Ein Werk, das in vielen Facetten schillert. Herzstück unserer Wellershoff-Würdigung sind die Texte und Bilder der Ausstellung „Das Ich und seine Augenblicke“, die Irene Wellershoff und Bodo Witzke, Tochter und Schwiegersohn von Dieter Wellershoff, vom 24. bis 28. Oktober 2025 in der Kölner Galerie Smend präsentiert haben.

Die Teile dieser Geburtstags-Collage stammen durchweg aus dem Familienkreis und aus der persönlichen Begegnung, aus enger Vertrautheit und großer Nähe. Diese Nähe teilt sich im Gesamtbild, in der Summe der Facetten, auch den Betrachterinnen und Betrachtern mit.

Dieter Wellershoff: Brücken zwischen Mensch und Welt basiert auf der Einführungsrede von Bodo Witzke zur Eröffnung der Kölner Ausstellung. Die Texte „Schockiert hat mich nichts, begeistert hat mich alles“, Ein größeres Risiko musst du wohl in deinem Leben nicht mehr bestehen… und „Ich hab‘ gedacht, es wird nicht langweilig mit Dir…“ sind Teil eines Gesprächs, das Bodo Witzke 2014 mit Dieter Wellershoff geführt hat. Sie und der Film Mein Arbeitszimmer, die handschriftlichen Fragmente (Autographen) sowie das Gedicht Musik der Windharfe sind hier erstmals in dieser Form publiziert. Die Fotos stammen, wenn nicht anders vermerkt, aus dem Familienbesitz.
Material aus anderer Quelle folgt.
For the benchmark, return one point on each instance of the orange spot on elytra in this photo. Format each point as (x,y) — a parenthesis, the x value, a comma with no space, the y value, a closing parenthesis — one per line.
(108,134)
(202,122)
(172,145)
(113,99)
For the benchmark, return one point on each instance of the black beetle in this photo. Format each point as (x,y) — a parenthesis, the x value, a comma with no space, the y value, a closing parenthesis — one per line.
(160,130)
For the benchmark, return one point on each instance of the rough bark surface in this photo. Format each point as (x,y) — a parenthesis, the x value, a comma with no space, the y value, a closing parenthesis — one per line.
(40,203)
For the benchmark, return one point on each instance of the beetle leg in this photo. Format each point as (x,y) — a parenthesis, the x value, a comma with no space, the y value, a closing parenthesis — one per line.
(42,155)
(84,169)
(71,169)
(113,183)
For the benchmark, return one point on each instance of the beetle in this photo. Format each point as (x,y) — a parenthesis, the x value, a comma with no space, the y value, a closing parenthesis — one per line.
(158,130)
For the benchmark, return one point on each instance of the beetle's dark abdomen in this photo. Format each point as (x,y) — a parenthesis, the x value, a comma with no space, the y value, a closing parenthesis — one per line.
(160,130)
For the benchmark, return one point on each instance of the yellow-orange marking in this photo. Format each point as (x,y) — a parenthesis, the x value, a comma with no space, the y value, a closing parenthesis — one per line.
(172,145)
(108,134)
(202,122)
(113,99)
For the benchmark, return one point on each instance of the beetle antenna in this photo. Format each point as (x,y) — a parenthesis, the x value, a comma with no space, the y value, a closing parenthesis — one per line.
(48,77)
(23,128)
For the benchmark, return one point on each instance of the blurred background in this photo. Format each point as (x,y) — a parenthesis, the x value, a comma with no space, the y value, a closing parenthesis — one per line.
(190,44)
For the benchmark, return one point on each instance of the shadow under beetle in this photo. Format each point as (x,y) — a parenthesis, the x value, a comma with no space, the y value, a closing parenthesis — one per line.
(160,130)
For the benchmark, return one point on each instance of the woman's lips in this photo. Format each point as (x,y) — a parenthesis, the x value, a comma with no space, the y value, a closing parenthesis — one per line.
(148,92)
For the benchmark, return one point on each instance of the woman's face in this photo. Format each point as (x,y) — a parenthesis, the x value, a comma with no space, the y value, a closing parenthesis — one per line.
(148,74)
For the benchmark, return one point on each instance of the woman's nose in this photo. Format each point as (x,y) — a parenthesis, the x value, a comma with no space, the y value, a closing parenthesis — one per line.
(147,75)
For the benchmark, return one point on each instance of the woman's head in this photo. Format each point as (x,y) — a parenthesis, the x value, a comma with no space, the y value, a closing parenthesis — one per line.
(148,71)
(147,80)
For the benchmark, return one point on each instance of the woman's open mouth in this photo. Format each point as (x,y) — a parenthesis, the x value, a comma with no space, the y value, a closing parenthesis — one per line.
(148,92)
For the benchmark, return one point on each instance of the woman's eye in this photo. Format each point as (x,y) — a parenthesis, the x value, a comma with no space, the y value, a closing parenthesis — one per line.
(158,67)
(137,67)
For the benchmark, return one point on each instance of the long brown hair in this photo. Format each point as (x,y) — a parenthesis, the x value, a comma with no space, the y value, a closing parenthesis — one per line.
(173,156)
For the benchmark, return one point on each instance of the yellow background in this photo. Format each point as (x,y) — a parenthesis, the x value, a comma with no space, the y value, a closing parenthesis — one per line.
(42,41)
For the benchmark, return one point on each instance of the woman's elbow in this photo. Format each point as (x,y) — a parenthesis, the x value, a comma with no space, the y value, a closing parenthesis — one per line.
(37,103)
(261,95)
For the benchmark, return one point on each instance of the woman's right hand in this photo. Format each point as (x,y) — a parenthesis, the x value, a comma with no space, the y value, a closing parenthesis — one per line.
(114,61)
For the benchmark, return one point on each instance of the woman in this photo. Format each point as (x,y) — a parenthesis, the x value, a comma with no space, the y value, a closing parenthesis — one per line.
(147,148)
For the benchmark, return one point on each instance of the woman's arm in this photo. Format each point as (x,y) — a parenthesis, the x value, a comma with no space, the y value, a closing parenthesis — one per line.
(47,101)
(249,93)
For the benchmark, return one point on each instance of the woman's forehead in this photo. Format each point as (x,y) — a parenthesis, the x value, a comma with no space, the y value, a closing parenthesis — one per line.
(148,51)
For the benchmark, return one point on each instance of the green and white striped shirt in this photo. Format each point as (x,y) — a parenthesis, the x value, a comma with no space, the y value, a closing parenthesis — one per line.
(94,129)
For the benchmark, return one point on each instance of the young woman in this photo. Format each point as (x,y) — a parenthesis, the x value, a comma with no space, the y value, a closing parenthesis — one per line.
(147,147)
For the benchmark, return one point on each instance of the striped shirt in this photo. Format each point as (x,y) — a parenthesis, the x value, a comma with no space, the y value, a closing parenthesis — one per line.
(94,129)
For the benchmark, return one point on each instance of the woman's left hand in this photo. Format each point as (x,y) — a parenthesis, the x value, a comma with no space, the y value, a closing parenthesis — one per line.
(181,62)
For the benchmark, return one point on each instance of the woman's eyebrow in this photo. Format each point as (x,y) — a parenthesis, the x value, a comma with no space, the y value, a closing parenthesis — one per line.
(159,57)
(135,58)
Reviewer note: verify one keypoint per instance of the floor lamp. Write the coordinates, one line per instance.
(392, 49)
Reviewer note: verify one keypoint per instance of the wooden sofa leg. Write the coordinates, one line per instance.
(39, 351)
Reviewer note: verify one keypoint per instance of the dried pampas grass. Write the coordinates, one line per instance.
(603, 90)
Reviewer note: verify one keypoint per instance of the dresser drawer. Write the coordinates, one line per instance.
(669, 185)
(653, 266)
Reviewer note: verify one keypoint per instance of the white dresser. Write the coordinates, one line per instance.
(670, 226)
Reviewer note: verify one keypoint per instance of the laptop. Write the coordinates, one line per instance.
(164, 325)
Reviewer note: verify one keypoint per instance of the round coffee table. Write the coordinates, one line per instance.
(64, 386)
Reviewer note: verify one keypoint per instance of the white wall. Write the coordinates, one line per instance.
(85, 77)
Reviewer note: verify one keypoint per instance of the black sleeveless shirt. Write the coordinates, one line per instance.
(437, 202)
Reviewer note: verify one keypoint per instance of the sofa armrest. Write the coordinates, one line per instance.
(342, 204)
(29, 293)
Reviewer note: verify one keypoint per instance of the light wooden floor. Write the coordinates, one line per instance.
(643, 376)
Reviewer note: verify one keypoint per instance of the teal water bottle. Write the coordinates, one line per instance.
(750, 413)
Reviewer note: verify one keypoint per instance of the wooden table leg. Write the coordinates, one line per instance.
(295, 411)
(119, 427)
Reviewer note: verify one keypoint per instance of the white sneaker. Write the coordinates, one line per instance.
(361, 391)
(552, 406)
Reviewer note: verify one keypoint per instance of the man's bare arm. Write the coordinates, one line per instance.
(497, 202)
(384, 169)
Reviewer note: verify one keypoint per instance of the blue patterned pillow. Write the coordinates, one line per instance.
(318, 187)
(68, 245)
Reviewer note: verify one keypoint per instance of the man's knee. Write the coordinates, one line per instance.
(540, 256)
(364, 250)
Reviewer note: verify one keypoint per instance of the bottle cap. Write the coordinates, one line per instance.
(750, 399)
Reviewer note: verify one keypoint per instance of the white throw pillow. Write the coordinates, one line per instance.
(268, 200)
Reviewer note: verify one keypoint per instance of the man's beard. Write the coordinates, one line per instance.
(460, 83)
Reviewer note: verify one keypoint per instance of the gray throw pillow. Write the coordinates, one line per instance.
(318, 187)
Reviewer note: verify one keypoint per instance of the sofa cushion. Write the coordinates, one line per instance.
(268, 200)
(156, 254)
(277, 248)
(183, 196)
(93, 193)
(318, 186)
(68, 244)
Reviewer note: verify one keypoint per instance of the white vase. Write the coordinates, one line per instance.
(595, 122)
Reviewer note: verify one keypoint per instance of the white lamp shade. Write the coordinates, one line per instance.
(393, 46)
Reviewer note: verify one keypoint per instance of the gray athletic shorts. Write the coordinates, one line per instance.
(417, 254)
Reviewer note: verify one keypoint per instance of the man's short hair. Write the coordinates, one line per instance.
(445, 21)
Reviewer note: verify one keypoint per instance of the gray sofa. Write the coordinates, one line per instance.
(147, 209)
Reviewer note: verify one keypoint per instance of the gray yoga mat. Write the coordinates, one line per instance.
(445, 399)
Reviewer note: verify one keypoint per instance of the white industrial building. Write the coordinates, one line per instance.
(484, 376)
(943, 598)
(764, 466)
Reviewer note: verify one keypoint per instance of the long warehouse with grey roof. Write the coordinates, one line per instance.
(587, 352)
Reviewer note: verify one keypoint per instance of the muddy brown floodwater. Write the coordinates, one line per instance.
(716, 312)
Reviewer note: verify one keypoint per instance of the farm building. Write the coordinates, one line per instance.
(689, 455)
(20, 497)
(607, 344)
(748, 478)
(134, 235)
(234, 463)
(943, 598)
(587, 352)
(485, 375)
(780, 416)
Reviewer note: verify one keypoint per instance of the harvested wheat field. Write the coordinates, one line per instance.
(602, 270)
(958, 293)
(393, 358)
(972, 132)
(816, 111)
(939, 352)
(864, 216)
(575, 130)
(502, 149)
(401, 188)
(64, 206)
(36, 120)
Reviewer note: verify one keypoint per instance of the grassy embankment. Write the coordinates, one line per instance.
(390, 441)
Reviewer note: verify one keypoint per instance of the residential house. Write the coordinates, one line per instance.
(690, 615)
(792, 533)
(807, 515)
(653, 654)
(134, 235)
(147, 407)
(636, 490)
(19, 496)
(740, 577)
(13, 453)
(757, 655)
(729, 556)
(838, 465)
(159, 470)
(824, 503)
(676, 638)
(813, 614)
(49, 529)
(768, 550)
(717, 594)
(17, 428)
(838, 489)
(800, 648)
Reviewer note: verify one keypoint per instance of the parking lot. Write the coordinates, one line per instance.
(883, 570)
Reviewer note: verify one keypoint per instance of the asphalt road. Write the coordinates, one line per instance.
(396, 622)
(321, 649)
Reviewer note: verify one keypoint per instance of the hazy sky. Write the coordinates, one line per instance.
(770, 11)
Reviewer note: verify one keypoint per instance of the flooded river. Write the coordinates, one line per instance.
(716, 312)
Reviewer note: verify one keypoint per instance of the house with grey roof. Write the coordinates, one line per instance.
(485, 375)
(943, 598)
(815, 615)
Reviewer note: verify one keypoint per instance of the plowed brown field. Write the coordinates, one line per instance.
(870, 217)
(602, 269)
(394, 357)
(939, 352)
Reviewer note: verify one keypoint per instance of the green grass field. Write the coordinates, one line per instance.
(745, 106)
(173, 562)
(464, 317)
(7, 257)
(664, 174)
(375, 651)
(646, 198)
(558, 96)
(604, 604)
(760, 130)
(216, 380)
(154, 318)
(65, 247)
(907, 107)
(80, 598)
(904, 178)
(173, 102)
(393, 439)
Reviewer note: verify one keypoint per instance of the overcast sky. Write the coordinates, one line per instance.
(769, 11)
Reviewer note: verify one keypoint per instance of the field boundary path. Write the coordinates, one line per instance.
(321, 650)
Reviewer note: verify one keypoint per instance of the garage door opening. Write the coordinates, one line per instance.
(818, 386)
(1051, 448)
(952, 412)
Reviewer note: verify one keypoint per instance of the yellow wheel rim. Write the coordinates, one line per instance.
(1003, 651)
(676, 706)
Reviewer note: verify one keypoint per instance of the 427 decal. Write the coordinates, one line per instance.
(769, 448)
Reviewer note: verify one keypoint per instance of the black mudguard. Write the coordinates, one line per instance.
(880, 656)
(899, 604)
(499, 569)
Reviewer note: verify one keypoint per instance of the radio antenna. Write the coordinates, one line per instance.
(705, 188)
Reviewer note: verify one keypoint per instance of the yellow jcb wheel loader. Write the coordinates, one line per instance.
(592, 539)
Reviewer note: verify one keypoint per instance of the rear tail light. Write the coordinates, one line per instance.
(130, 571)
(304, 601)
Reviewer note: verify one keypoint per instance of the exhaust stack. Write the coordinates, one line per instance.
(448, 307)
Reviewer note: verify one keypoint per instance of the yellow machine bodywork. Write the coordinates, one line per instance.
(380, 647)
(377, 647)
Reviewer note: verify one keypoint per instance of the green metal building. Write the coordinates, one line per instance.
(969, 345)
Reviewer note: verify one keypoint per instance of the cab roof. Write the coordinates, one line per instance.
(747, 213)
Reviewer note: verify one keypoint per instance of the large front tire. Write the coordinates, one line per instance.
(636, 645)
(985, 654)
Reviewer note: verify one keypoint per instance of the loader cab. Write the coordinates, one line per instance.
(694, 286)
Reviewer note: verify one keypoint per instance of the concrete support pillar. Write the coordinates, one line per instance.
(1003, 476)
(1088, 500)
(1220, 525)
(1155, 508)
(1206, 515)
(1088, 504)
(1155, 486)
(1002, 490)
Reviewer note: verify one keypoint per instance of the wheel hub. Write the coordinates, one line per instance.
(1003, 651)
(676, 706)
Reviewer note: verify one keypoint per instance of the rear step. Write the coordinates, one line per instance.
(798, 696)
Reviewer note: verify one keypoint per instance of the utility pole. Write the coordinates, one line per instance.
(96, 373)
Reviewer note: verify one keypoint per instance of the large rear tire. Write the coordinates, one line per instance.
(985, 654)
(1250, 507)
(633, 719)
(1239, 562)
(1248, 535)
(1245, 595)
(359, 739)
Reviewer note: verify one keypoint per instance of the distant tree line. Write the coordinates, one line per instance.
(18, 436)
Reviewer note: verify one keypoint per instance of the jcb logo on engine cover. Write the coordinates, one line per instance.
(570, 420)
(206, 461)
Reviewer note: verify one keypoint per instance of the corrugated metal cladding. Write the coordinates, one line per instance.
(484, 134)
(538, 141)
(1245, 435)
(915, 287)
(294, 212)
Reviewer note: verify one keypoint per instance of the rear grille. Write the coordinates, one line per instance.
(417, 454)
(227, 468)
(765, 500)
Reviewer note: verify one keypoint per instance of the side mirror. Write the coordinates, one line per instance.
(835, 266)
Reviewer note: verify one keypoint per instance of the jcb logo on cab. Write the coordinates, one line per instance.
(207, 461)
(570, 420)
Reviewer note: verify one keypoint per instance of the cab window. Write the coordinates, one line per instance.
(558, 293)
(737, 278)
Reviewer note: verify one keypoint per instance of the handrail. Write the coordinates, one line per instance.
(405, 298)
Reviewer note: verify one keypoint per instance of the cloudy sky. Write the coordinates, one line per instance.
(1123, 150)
Danke an Irene Wellershoff und Bodo Witzke.

Gespenster der Freiheit

Dezember 2025

„Das Ich und seine Augenblicke“, Galerie Smend 2025

Dieter Wellershoff: Brücken zwischen Mensch und Welt

von Bodo Witzke

Wie war es eigentlich mit ihm? Immer spannend! Am Frühstückstisch, in seinem Arbeitszimmer, beim Spaziergang am Rhein. Seine Bereitschaft, über die Entschlüsselung der Welt zu sprechen und in der Welt zu lesen wie in einem Buch, ohne sich dabei in Beliebigkeiten zu verlieren … die Versuche, unser Menschsein zu erkennen, die Fallstricke, die Illusionen … heiter dabei.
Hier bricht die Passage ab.